For those geocachers who are also interested in geohashing, today's
geohash is easily accessible, in the Wilson Sports Complex area, right
next to the tennis courts. Kira and I will be attempting it this
evening. If others are attempting, it might be nice to try and do a
meet-up (the first for our graticule!) and then head out to find the
fantastic Imperial Night Game cache that's so close it might qualify
for a "Hash Collision" achievement!
A really short explanation of geohashing: Spontaneous Adventure
Generation!
A short explanation of geohasing:
Every morning a set of coordinates in your general area is
pseudorandomly generated and people try to get there.

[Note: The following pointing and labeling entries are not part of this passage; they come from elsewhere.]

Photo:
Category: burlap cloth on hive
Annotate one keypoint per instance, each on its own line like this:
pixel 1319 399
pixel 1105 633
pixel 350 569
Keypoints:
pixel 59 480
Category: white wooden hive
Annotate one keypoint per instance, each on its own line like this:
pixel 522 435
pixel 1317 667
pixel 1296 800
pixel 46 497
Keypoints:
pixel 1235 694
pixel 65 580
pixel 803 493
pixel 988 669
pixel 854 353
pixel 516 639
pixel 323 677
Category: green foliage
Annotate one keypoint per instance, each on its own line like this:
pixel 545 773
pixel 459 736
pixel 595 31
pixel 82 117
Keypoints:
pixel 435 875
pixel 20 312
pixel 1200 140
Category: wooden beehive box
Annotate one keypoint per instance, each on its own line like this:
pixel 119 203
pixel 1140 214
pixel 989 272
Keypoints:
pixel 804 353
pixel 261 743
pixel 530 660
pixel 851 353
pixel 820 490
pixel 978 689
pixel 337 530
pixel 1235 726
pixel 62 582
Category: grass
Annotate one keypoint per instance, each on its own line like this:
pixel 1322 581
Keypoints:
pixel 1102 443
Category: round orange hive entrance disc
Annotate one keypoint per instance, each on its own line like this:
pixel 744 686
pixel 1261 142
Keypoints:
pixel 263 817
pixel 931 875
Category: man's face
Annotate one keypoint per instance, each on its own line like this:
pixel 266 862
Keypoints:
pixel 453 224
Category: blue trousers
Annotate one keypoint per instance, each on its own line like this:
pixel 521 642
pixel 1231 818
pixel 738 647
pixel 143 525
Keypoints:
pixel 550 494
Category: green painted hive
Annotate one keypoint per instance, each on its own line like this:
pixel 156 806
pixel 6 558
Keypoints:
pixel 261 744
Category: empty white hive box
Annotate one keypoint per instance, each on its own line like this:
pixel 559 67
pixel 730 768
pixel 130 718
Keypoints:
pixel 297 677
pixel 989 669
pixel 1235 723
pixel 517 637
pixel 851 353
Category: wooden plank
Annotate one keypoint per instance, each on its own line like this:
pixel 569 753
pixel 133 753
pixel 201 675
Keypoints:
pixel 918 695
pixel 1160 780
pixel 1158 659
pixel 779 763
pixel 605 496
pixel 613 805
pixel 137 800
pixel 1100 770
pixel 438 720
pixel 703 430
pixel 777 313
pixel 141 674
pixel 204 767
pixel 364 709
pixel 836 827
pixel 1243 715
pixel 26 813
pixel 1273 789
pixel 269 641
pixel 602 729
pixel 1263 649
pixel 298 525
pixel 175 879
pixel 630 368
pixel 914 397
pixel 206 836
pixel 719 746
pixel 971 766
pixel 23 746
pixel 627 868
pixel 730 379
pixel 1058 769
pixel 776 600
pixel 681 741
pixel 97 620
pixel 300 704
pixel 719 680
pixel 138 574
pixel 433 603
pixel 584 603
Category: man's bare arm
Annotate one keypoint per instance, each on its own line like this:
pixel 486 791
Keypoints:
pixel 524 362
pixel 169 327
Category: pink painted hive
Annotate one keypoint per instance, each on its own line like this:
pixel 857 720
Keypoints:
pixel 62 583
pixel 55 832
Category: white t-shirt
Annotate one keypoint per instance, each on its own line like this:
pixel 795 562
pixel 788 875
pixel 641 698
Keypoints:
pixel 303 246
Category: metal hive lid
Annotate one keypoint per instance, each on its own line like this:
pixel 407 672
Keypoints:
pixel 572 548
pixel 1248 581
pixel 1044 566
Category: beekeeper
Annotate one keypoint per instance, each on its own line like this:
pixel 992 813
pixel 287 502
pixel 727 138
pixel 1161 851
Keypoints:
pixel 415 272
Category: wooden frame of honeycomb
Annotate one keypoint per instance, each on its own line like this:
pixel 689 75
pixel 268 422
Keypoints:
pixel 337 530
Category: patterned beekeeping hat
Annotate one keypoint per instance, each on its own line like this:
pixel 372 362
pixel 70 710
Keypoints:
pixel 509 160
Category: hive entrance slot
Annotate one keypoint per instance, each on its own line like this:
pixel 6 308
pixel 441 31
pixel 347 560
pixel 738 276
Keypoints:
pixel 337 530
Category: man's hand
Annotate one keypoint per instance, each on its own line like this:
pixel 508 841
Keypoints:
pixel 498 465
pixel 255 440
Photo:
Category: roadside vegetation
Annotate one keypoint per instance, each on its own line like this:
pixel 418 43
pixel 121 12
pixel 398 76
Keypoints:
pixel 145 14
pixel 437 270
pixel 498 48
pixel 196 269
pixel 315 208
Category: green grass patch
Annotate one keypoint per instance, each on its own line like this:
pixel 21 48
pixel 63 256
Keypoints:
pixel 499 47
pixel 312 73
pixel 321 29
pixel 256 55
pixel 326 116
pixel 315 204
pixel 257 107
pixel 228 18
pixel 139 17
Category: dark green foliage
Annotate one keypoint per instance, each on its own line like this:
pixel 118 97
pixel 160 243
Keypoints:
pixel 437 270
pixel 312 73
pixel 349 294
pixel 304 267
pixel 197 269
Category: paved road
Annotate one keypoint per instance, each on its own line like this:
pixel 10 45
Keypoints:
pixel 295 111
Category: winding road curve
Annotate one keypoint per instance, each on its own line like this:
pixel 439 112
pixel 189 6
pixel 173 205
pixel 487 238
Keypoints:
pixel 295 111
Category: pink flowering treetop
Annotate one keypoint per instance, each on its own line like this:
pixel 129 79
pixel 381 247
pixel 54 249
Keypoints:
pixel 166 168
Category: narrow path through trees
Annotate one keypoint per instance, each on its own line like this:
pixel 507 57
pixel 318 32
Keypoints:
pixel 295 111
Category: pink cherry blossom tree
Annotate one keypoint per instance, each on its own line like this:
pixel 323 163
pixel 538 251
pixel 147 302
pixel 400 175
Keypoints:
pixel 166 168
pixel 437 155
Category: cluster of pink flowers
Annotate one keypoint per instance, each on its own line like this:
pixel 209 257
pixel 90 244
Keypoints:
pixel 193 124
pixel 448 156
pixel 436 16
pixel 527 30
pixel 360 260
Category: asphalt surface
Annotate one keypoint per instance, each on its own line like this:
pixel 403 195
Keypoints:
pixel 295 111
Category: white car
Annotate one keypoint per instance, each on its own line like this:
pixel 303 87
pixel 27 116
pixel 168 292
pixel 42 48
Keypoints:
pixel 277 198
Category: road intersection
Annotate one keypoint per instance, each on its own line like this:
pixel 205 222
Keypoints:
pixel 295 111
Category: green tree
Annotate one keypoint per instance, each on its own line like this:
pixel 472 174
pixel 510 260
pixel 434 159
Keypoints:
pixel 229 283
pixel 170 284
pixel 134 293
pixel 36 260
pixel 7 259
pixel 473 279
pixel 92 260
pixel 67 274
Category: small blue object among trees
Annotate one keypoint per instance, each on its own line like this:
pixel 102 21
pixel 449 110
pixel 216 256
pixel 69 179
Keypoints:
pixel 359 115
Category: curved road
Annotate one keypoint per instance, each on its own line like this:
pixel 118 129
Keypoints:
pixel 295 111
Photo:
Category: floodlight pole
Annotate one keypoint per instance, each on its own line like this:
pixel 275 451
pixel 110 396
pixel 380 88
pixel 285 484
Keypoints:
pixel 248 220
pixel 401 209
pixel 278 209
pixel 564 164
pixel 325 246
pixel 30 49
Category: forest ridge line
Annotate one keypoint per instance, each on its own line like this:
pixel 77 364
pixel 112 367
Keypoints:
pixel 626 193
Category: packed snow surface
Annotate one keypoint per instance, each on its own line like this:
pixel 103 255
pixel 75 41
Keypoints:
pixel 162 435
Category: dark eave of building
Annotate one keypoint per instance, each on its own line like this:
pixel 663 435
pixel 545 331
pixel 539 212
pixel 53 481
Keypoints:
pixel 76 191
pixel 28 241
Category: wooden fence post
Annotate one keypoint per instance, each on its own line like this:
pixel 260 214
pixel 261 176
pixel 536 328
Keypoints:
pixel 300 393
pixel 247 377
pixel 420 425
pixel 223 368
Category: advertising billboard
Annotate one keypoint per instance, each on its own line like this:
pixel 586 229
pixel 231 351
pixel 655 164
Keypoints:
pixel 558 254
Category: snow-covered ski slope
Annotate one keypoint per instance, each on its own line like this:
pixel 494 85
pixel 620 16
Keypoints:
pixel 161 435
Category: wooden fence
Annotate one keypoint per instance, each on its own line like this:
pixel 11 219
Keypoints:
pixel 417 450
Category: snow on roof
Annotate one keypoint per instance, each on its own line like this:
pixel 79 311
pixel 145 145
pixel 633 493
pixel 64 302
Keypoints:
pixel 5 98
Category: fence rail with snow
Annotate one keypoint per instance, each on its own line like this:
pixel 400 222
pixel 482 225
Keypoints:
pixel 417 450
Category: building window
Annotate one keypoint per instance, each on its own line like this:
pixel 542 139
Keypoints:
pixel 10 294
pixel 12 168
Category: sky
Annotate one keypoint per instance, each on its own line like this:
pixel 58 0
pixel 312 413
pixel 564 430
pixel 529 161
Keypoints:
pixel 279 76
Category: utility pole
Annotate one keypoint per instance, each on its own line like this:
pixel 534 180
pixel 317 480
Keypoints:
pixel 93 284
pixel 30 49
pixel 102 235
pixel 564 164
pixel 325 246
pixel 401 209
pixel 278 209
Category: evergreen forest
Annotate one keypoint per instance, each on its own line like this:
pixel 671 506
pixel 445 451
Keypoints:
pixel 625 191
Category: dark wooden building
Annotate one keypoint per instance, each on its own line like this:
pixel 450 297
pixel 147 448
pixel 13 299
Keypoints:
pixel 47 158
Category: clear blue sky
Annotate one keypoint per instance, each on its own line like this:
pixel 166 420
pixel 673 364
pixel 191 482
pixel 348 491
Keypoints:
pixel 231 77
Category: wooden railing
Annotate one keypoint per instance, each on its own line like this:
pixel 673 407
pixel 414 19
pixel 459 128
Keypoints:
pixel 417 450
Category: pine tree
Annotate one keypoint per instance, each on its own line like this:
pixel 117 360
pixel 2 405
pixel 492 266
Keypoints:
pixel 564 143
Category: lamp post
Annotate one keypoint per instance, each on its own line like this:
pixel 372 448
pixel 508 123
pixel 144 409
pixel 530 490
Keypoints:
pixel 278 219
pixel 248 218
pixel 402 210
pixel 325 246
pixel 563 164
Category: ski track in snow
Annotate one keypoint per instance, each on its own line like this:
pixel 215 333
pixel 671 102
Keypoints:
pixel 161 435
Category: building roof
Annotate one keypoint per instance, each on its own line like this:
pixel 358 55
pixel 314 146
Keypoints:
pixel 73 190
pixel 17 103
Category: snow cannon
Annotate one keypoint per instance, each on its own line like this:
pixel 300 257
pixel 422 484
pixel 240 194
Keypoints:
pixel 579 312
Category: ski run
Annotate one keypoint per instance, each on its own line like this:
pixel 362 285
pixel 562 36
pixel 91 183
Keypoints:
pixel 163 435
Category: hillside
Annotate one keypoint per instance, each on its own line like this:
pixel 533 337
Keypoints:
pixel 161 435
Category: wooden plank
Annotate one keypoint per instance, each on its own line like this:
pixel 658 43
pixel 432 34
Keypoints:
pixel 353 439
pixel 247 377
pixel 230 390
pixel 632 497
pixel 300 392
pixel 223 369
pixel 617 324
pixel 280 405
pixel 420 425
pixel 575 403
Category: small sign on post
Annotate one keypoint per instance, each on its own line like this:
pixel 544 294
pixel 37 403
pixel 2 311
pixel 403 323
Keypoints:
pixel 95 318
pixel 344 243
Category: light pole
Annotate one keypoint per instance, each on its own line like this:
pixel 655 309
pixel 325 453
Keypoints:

A medium-length explanation of geohashing:
Every day a random set of coordinates within your 1°×1° latitude/
longitude zone (known as a graticule) (for us, this is (39°, -86°) to
(40°,-87°) ) is generated, using the most recent DOW opening score and
the date as a seed. The algorithm was invented by Randall Munroe in an
XKCD comic (
http://www.xkcd.com/426/) This way, you can't know where
the hash will be until the day it happens (or Friday, for weekend
geohashes). People try to get to that location. Often, they try to
meet other people, although our graticule is not very active, so while
there have been hashes with multiple attendees, they never happened at
the same time. When they get there, they take a picture of themselves
with their GPS device as "proof" of attendance, and when they get
home, they upload a description of their expedition to the wiki
(
http://wiki.xkcd.com/geohashing/). There are many achievements one
can get on the wiki, including ones for geohashes reached while
underwater, having a picnic at a geohash, being lucky enough to have a
geohash show up in your office, traveling the maximum speed limit
through the geohash, riding your bicycle all the way from your home to
the geohash, getting to geohashes in two different graticules in the
same day, getting to geohashes in two different graticules on the same
day at the exact same time (think: time zones), or even finding a
geoCACHE within line of sight of the hash (this might actually be
possible today, depending on the density of trees).